Hospitalization and medical care can be stressful, and many patients are trying to find ways to reduce the anxiety. For example, requests from women to incorporate aromatherapy through essential oils into their birthing experience are increasing. Although there is some evidence
that using aromatherapy prior to and during delivery can result in a reduction in anxiety, fear, and/or pain in labor, there are challenges with this practice in terms of infection control. Indeed, reviews are mixed regarding the medical applications of aromatherapy
; however, the fact remains that the popularity of essential oils remains high. Sadly, a recent outbreak
of an extensively drug-resistant Pseudomonas aeruginosa
(XDR-PA) infection has revealed how aromatherapy can pose a high risk to patient safety.
Aromatherapy can be administered 2 ways: through a diffusing machine (which requires water), or direct application of the oil onto parts of the body. Understandably, from an infection-prevention perspective, there is concern that diffusers may pose a challenge for disinfection and put patient(s) at risk for waterborne infections with pathogens such as Legionella
. The quick and rising popularity of aromatherapy use in health care settings means that these institutions may not have processes in place to ensure patient safety.
This may have been the case at the University Hospital of Innsbruck, which is a tertiary care facility that houses 1600 beds. The hospital staff maintain patient screening on admission (oropharyngeal, rectal, and nasal) as a way to maintain active infection prevention; however, when they began to see an increase in infections with extensively resistant XDR-PA from multiple sites across 7 patients in the surgical intensive care unit (SICU), the infection prevention staff knew something was afoot.
In their quest to find the source of this increased rate of XDR-PA, they found several infection control failures, such as the fact that patient wash water was discharged directly into the basins in the patient’s room instead of within a dedicated sink to avoid splash-back and contamination, and medical devices were placed within the splash-contaminated zone. Although these are actions likely to occur in hospitals everywhere, 1 particular observation raised a red flag. Patients had been using oil for an aromatherapy body treatment and the same bottle was used across 7 of the patients who were positive (either colonized or infected) for XDR-PA.
When the staff took additional environmental samples to identify the source of the infection, they found that of the 145 samples, 4.1% had XDR-PA present. The highly-resistant pathogen was found in the wash basins and the patient aromatherapy oil.

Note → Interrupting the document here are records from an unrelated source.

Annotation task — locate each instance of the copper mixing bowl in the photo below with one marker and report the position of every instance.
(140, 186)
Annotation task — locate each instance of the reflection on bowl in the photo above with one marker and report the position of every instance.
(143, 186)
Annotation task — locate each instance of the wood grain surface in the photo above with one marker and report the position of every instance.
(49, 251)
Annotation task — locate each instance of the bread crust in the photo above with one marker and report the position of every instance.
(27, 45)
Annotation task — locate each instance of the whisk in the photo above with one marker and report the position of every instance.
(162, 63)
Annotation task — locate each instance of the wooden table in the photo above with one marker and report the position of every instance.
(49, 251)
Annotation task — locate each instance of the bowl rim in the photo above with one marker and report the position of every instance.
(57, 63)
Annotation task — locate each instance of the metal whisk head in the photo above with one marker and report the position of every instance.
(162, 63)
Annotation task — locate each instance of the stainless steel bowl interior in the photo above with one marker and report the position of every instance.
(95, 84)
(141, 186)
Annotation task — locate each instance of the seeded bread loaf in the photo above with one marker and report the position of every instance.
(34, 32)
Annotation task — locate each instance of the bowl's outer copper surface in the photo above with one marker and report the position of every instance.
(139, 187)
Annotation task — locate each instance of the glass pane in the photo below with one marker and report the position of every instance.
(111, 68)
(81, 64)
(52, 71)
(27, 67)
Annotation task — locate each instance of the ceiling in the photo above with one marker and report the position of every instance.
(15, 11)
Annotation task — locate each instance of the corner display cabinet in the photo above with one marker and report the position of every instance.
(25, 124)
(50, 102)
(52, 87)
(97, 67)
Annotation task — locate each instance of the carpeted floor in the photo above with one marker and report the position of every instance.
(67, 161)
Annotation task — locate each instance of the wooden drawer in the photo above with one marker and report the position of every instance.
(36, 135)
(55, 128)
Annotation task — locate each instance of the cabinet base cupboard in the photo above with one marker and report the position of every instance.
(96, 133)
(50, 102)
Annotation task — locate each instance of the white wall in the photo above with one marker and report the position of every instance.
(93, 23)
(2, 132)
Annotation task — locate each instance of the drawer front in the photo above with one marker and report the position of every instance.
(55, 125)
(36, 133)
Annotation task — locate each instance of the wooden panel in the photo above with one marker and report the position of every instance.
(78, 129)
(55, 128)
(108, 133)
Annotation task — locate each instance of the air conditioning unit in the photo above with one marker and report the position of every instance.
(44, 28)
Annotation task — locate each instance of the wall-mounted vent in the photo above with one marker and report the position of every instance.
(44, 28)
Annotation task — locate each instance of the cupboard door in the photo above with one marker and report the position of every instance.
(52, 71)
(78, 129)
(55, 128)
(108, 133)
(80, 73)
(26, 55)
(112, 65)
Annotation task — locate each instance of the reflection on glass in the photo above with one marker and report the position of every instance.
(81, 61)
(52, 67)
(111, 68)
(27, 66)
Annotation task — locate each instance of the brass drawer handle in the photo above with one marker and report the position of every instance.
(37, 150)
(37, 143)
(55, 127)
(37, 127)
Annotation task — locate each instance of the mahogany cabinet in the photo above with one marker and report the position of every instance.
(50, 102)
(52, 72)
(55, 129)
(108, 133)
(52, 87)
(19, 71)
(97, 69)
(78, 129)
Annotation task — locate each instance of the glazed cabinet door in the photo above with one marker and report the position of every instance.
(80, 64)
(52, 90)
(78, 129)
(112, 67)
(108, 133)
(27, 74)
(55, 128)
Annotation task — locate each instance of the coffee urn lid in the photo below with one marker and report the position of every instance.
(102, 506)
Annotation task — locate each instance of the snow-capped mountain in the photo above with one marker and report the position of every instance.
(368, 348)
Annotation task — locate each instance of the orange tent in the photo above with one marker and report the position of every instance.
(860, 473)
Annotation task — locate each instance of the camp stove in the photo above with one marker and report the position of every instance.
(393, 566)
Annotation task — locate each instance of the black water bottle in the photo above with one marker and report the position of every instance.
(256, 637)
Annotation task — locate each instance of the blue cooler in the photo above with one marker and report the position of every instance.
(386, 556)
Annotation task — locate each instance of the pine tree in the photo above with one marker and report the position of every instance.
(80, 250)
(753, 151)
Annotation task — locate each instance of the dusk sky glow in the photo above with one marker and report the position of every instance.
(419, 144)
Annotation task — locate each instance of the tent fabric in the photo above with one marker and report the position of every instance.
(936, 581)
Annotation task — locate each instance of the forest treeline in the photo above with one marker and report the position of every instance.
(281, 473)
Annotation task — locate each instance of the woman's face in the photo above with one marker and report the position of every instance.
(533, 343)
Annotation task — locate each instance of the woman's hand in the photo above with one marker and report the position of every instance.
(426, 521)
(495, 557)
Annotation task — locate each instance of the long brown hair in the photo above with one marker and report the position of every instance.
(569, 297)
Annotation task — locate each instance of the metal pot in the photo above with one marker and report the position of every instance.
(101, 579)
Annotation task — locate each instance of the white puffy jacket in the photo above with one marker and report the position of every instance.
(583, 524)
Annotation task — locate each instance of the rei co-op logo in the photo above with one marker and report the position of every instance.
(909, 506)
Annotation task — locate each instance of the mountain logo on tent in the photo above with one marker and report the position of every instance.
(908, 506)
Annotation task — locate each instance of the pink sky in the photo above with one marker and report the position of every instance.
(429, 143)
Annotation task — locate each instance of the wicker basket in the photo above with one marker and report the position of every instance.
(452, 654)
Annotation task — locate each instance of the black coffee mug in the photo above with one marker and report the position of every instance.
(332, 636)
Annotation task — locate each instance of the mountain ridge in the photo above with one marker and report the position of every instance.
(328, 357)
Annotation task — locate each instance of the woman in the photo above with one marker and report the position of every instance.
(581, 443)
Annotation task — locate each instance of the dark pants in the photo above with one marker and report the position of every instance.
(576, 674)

To decipher whether or not the aromatherapy bottles arrived contaminated, the team tested an unopened bottle, which came back negative.
The staff then implemented infection prevention practices to reduce the transmission. They separated the patients into cohorts and discontinued putting wash water into the basin. In addition, they no longer allowed the sharing of aromatherapy oil.
The outbreak of XDR-PA across these 7 patients lasted for 24 days and was ultimately deemed nosocomial. What pointed to the aromatherapy was that all 7 patients received the care oil, which had been directly applied by nurses. Further investigation suggested that the patients likely contaminated the environment (ie, basins, etc) rather than the oil, and that the oil was contaminated directly by a patient via a health care worker or the discharge of the basin water contaminated the area where the oil was stored. Improper storage and sharing of the oil is a likely risk factor for contamination and thus transmission, meaning that hospitals should utilize single-patient containers if they allow aromatherapy.
Overall, the risks of diffusers are considerable and if patients are requesting essential oils, topical application with single-patient bottles should be considered; however, ultimately, each facility should ensure they have a designated policy and plan in place.